Harvey Pekar's ClevelandBook |
To the end, a man and his city.
Harvey Pekar was best known for writing and publishing American Splendor, an autobiographical comic book series that chronicled the daily life of an average Joe in Cleveland. The author passed away in 2010, but one of his final works, the recently-released Harvey Pekar's Cleveland, continues that highly personal approach while weaving in an illustrated history of the title city. The extensive prologue focuses on Cleveland's founding and gradual rise to a major industrial hub during World War II. Unfortunately, racial unrest and suburban exodus contribute to its decline, and by the time Pekar is born in 1939, the city has seen better days. From this point on, the narrative alternates between the author's life story, modern-day sequences in which he defends the livability of Cleveland in his familiar confrontational style, and digressions about fellow Clevelanders like John Zubal, who founded a successful bookstore empire. Pekar spent the vast majority of his life in the title city, observing it through good and bad times alike. He writes about its simple pleasures with his usual attention for the peculiar: he recalls a favorite bookshop where the owner's wife was always nasty to customers, and at another point, waxes on about a chocolate malted that only cost a dime.

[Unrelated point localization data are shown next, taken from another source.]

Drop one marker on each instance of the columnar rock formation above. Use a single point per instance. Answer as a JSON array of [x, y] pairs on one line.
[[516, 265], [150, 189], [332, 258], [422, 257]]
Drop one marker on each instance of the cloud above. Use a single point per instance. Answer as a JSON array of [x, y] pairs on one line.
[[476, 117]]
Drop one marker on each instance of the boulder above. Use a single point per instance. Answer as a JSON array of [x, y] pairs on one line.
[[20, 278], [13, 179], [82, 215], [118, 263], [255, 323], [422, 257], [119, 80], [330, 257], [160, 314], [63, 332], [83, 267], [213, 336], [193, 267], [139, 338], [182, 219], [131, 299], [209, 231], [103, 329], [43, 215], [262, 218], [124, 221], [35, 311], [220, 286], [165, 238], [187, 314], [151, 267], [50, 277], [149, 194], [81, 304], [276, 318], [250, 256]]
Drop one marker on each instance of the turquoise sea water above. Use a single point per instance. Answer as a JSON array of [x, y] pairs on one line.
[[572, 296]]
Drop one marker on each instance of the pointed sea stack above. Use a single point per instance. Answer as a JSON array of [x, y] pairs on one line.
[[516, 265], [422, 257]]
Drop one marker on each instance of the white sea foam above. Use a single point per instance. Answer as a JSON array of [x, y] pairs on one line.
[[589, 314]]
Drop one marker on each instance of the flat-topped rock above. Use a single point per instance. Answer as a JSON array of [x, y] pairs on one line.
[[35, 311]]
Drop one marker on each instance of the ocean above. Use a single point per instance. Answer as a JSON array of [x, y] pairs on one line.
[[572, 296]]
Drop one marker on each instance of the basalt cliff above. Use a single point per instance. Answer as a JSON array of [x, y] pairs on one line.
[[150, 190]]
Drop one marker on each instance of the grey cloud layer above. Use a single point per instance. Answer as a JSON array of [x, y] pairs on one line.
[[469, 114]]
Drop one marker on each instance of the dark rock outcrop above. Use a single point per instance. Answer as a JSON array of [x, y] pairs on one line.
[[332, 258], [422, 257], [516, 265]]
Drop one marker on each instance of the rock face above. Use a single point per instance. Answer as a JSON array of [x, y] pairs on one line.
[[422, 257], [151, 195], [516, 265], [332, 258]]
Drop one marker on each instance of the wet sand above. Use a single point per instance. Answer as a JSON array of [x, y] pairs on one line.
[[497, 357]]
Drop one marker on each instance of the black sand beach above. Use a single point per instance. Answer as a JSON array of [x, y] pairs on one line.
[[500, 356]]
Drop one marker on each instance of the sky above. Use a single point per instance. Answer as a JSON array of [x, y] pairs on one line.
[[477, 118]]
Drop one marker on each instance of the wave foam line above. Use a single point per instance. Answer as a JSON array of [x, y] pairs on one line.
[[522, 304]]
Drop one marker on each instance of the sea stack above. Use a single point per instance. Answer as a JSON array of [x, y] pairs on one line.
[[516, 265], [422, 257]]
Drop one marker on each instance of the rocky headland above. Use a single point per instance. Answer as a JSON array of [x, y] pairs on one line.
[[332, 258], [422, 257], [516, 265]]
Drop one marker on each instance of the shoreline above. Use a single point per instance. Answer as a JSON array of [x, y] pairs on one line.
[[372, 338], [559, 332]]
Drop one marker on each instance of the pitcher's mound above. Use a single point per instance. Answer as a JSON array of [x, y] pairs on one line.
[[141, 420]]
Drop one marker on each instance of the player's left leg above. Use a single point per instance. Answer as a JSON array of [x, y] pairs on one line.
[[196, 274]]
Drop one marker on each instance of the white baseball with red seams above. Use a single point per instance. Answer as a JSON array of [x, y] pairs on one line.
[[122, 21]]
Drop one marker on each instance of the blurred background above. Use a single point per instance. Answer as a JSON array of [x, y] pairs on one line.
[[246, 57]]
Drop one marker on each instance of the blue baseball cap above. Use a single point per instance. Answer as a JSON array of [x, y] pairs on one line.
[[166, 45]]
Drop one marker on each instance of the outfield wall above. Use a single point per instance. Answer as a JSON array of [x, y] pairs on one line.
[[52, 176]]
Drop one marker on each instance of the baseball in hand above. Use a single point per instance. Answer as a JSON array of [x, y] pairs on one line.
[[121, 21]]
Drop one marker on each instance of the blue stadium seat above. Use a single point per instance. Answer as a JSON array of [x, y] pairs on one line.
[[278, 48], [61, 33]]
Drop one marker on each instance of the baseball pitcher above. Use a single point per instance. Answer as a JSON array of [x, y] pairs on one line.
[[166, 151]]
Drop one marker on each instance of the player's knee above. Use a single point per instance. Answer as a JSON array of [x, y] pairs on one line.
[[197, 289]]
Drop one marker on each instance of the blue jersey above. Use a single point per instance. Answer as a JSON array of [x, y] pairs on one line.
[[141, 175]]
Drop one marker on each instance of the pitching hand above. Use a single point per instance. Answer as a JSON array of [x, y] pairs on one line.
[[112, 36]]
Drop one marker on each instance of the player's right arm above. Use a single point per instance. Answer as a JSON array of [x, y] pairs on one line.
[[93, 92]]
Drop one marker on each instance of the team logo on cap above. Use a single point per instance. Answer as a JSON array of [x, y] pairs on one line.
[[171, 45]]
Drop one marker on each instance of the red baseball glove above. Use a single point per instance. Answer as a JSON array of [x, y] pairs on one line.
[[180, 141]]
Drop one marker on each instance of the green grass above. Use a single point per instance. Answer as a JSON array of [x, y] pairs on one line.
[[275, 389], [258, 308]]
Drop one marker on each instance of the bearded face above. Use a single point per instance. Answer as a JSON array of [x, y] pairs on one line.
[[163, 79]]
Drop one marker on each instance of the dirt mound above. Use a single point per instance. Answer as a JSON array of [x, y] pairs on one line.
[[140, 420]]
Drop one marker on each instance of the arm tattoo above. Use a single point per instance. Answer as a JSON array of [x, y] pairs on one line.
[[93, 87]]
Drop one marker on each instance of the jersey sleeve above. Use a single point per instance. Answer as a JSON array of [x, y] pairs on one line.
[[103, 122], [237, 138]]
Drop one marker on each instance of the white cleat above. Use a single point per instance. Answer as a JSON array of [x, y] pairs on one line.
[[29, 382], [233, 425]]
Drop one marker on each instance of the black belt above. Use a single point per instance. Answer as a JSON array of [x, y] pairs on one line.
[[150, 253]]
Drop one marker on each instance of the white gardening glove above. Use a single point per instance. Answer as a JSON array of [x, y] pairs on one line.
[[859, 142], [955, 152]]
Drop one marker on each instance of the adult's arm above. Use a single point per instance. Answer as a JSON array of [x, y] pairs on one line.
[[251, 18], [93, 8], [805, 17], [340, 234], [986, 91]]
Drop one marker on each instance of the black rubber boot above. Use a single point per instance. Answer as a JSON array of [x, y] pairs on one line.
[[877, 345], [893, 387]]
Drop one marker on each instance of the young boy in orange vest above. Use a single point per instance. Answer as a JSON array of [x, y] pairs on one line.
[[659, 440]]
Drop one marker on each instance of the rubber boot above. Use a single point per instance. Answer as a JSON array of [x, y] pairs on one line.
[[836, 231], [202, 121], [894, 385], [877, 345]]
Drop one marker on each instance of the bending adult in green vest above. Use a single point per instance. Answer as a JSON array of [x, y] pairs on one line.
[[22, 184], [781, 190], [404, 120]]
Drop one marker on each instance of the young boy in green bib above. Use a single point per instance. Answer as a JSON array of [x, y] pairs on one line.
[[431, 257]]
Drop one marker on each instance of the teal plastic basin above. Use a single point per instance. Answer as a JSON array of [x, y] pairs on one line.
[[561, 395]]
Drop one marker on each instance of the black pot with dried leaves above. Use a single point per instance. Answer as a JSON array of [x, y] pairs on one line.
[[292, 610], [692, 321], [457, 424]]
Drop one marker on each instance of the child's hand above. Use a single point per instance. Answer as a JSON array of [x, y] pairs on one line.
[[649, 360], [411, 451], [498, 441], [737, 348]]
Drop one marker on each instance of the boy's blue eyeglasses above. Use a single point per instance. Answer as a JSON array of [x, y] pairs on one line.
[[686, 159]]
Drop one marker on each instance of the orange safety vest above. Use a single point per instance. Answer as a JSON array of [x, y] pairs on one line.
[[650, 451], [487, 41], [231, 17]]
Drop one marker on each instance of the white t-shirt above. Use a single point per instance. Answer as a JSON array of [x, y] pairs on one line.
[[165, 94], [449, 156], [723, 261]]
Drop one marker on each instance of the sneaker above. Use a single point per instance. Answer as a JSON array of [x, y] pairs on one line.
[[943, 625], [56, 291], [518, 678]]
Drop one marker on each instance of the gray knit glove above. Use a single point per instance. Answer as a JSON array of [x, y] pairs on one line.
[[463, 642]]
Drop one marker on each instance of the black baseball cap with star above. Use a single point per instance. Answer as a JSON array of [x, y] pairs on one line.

While the events in Pekar's life occasionally take a bleak turn, this only serves to illustrate how he's a true son of Cleveland, for like his hometown he stoically endures despite getting bloodied by forces beyond his control. The artwork by Joseph Remnant matches the script for ambitiousness - reflecting the city's changing fashions, architectural designs, and other details - and with its extensive cross-hatching fittingly resembles R. Crumb, who collaborated with Pekar on his first comics. Overall, Harvey Pekar's Cleveland is both a fitting capstone to his life as well as a passionate tribute to the city that helped shape it.